Process the 1000 genome vcf file for EAS sample:

  • Extract EAS sample
  • Split multiallelic variants
  • Normalize variants
  • Rename variants as CHR:POS:REF:ALT
  • Remove duplicated variants
  • Calculate Alternative allele frequency
  • Tabix index

Sample code:

#!/bin/bash
# extract EAS sample ID
awk '$3=="EAS"{print $1}' integrated_call_samples_v3.20130502.ALL.panel >EAS.sample

# process
for chr in {1..22}
do
    bcftools view -S EAS.sample ALL.chr"${chr}".phase3_shapeit2_mvncall_integrated_v5a.20130502.genotypes.vcf.gz | \
        bcftools norm -m-any --check-ref w -f human_g1k_v37.fasta | \
        bcftools annotate -x ID,INFO -I +'%CHROM:%POS:%REF:%ALT' | \
        bcftools norm --rm-dup both | \
        bcftools +fill-tags -Oz  -- -t AF  \
          > EAS.chr"${chr}".split_norm_af.vcf.gz
    tabix -p vcf EAS.chr"${chr}".split_norm_af.vcf.gz
    echo "EAS.chr"${chr}".split_norm_af.vcf.gz" >>concat_list.txt 
done

# merge
bcftools concat -a -d both -f concat_list.txt -Ob | bcftools sort -Oz  > EAS.ALL.split_norm_af.1kgp3v5.hg19.vcf.gz
tabix -p vcf EAS.ALL.split_norm_af.1kgp3v5.hg19.vcf.gz
The processed dataset can then be used for:

  • infer palindromic SNPs / indels
  • check allele frequency difference
  • regional plot

rsID conversion table for quick annotation

Since GWASLab will check chr:pos and ea/nea to match rsID, it would take a little bit longer if we only use vcf.

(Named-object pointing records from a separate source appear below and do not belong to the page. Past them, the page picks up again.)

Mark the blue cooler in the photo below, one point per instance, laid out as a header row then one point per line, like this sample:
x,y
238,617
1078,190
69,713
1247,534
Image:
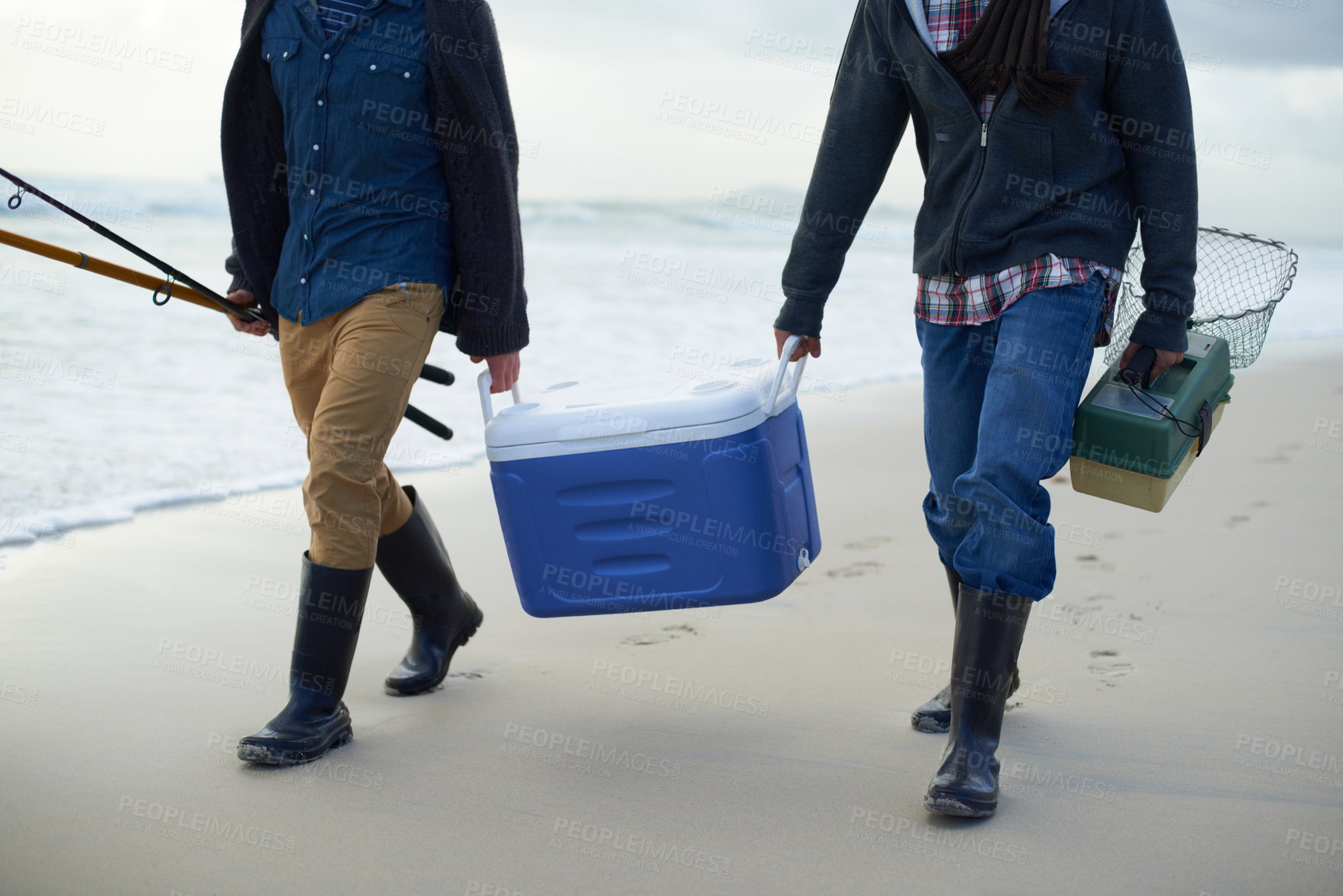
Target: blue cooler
x,y
654,492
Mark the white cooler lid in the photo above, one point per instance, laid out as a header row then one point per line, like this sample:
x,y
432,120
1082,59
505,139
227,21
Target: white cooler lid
x,y
613,409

But we can use a pre-annotated conversion table for common SNPs, and then annotate the rest of SNPs using large VCF file from dbSNP.

for i in range(1,23):
    sumstats = gl.Sumstats("./EAS.chr"+str(i)+".split_norm_af.vcf.gz",snpid="ID",fmt="vcf")
    sumstats.harmonize( basic_check=True,
                        ref_seq="./reference_genome/hg19/human_g1k_v37_decoy.fasta",
                        ref_rsid_vcf="./All_20180423.vcf.gz", 
                        n_cores=4)
    sumstats.data.loc[:,["SNPID","rsID","CHR","POS","NEA","EA"]].to_csv("./1kg_af_dbsnp151."+str(i)+".txt.gz","\t",index=None)

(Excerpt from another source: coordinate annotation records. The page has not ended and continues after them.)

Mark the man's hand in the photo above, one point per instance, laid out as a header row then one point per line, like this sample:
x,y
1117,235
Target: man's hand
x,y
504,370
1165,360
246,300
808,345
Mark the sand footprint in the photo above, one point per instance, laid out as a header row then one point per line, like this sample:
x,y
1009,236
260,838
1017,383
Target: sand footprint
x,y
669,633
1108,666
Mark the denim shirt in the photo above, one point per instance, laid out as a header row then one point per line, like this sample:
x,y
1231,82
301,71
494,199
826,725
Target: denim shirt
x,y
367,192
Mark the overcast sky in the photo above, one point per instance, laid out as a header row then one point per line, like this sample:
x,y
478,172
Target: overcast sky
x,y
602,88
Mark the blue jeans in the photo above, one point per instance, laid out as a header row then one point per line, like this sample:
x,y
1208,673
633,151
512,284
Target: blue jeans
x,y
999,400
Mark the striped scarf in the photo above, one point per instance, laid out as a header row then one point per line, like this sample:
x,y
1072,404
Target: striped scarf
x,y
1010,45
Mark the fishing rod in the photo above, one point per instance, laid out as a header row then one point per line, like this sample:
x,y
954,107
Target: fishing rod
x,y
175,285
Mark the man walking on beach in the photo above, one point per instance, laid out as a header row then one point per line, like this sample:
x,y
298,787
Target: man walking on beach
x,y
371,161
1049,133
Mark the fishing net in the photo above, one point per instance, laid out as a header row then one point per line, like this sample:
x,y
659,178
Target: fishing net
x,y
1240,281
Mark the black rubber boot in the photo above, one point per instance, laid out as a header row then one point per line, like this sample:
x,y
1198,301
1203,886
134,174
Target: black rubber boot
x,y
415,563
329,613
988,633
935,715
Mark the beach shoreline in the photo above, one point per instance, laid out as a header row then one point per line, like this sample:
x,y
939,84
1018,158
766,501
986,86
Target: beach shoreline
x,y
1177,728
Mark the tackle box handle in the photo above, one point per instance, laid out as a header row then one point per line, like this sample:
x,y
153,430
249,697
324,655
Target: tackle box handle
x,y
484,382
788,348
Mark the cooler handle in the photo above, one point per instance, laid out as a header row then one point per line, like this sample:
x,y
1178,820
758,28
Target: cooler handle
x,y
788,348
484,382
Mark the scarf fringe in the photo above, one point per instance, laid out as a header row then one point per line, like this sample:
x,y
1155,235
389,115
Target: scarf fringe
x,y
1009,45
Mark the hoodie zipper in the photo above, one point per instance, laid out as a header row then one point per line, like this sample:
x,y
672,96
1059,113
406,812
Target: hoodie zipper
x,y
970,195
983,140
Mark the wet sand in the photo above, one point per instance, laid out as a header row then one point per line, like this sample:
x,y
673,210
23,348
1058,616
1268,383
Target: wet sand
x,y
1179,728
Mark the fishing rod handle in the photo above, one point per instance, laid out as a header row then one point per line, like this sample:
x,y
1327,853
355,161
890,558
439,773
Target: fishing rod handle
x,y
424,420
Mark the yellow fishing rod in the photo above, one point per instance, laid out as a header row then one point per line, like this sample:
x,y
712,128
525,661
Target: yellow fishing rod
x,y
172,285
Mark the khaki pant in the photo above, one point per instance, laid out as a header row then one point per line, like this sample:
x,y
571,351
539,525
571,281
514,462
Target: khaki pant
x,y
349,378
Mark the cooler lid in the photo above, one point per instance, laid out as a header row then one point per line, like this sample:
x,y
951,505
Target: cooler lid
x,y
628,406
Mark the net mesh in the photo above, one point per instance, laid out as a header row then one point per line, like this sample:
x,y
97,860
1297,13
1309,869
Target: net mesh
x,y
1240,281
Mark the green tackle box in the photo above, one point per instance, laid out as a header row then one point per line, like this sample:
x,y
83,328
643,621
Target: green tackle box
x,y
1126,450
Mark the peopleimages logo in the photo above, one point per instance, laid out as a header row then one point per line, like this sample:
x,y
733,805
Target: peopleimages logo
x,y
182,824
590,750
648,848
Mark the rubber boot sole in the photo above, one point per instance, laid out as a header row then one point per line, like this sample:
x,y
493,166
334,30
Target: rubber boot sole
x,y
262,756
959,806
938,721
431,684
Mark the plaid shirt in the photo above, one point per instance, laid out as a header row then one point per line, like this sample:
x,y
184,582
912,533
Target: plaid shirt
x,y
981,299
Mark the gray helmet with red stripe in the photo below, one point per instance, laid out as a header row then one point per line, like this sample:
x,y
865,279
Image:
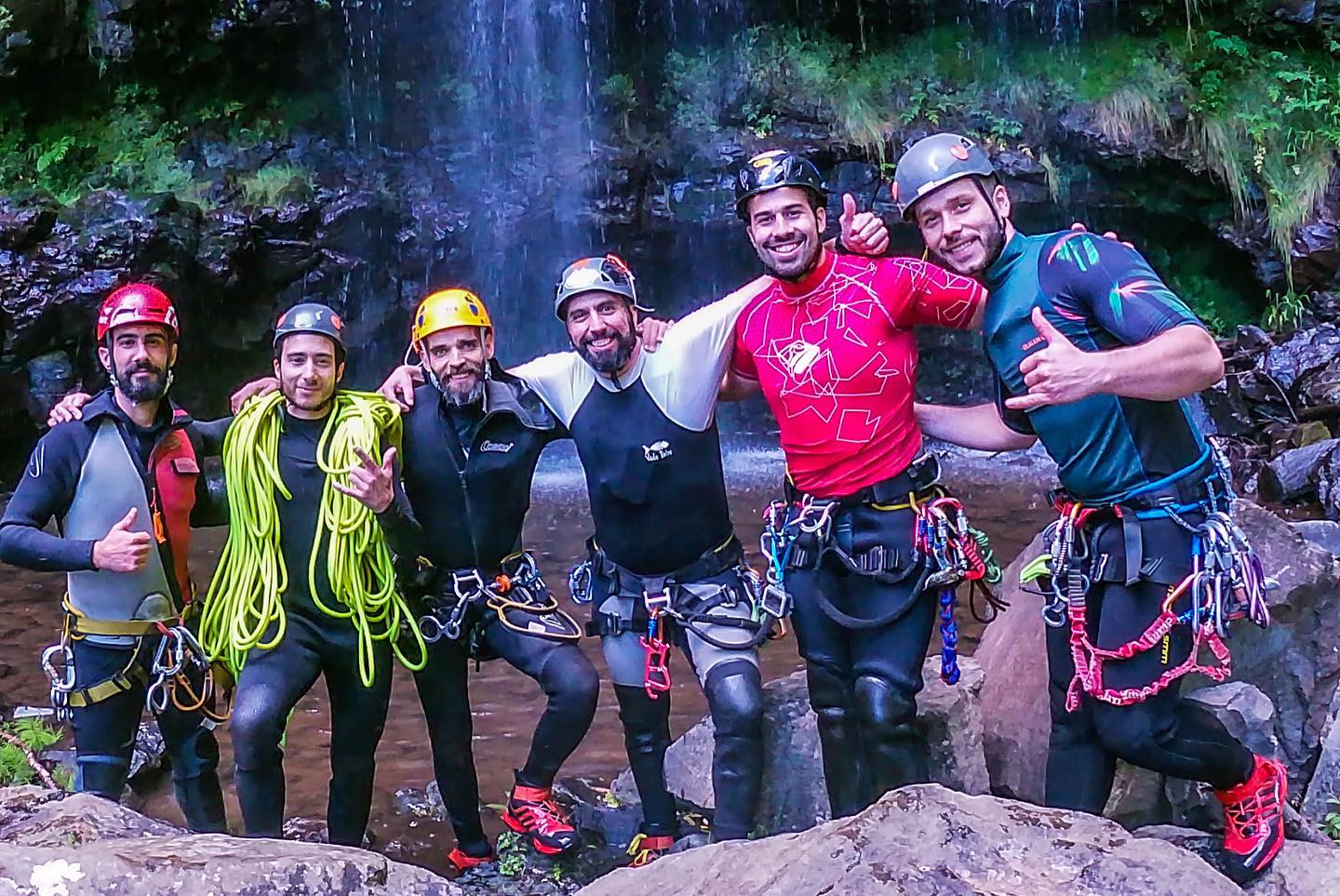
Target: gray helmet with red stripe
x,y
934,161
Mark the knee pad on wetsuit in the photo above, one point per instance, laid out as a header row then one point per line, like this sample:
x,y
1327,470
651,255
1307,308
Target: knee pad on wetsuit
x,y
734,700
197,755
882,706
1132,731
830,695
570,679
646,722
102,776
256,730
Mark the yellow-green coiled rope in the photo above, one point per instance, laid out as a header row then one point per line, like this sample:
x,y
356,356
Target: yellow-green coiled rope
x,y
244,596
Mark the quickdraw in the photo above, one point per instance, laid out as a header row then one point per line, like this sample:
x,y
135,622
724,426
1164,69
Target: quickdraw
x,y
783,523
655,676
180,655
523,588
579,582
957,554
1226,582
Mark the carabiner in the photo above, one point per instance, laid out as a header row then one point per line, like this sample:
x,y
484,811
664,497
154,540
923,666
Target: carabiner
x,y
63,679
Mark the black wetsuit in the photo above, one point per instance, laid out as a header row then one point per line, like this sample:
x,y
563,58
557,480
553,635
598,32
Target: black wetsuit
x,y
466,477
651,456
1111,450
105,731
315,645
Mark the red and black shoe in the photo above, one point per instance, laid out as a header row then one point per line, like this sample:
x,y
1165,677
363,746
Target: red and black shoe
x,y
465,862
535,813
646,848
1253,816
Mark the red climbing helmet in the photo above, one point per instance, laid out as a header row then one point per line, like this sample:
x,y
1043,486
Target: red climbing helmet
x,y
137,303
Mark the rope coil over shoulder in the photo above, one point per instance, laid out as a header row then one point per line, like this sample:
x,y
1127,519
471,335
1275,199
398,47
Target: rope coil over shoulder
x,y
244,597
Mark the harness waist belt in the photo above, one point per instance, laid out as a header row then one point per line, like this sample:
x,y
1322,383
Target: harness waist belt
x,y
919,475
712,563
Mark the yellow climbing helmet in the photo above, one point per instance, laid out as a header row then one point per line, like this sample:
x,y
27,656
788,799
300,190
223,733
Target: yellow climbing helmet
x,y
448,308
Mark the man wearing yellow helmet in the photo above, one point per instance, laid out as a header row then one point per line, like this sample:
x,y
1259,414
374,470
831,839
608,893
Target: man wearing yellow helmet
x,y
460,512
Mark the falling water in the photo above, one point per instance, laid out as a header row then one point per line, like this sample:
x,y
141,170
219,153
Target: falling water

In terminal, combine the files:

# get header
zcat 1kg_af_dbsnp151.1.txt.gz | head -1 > 1kg_af_dbsnp151_auto.txt

for i in $(seq 1 22)
do
# get complete SNPID-rsID pairs
zcat 1kg_af_dbsnp151.${i}.txt.gz | awk -v FS="\t" -v OFS="\t" 'NR>1 && $2!="" {print $0}' >>1kg_af_dbsnp151_auto.txt
done

dbsnp: database for annotation of rsID

gnomad

  • Allele frequency for major ancestries and rsID
  • gnomAD v2 & gnomAD v2 liftover & gnomAD v3: gnomAD

Reference Library for variants annotation

GWASLab uses:

  • ensembl release 87 (hg19): https://ftp.ensembl.org/pub/grch37/release-109/gtf/homo_sapiens/
  • ensembl release 109 (hg38): https://ftp.ensembl.org/pub/release-109/gtf/homo_sapiens/
  • NCBI refseq GRCh37 : https://ftp.ncbi.nlm.nih.gov/refseq/H_sapiens/annotation/GRCh37_latest/refseq_identifiers/GRCh37_latest_genomic.gtf.gz
  • NCBI refseq GRCh38 : https://ftp.ncbi.nlm.nih.gov/refseq/H_sapiens/annotation/GRCh38_latest/refseq_identifiers/GRCh38_latest_genomic.gtf.gz

Currently, GWASLab could use either ensembl or refseq gtf reference data to annotate lead SNPs with the nearest gene name.